- Flag Coat of arms
- Gmina Kwilcz Location within Poland
- Coordinates (Kwilcz): 52°33′13″N 16°5′5″E﻿ / ﻿52.55361°N 16.08472°E
- Country: Poland
- Voivodeship: Greater Poland
- County: Międzychód
- Seat: Kwilcz

Area
- • Total: 141.78 km^{2} (54.74 sq mi)

Population (2011)
- • Total: 6,289
- • Density: 44/km^{2} (110/sq mi)
- Website: www.kwilcz.pl

= Gmina Kwilcz =

Gmina in Greater Poland Voivodeship, Poland

Gmina Kwilcz is a rural gmina (administrative district) in Międzychód County, Greater Poland Voivodeship, in west-central Poland. Its seat is the village of Kwilcz, which lies approximately 15 km east of Międzychód and 59 km west of the regional capital Poznań.

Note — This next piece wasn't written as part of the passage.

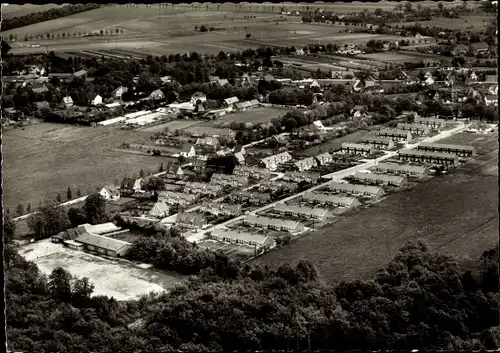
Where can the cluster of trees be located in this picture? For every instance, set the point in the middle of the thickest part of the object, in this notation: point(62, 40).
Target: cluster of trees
point(420, 300)
point(47, 15)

The gmina covers an area of 141.78 km2, and as of 2009 its total population is 6,153.

==Villages==
Gmina Kwilcz contains the villages and settlements of Augustowo, Chorzewo, Chudobczyce, Dąbrówka, Daleszynek, Józefowo, Karolewice, Kozubówka, Kubowo, Kurnatowice, Kwilcz, Leśnik, Lubosz, Mechnacz, Miłostowo, Mościejewo, Niemierzewo, Nowa Dąbrowa, Nowy Młyn, Orzeszkowo, Pólko, Prusim, Rozbitek, Stara Dąbrowa, Stary Młyn, Upartowo, Urbanówko and Wituchowo.

==Neighbouring gminas==
Gmina Kwilcz is bordered by the gminas of Chrzypsko Wielkie, Lwówek, Międzychód, Pniewy and Sieraków.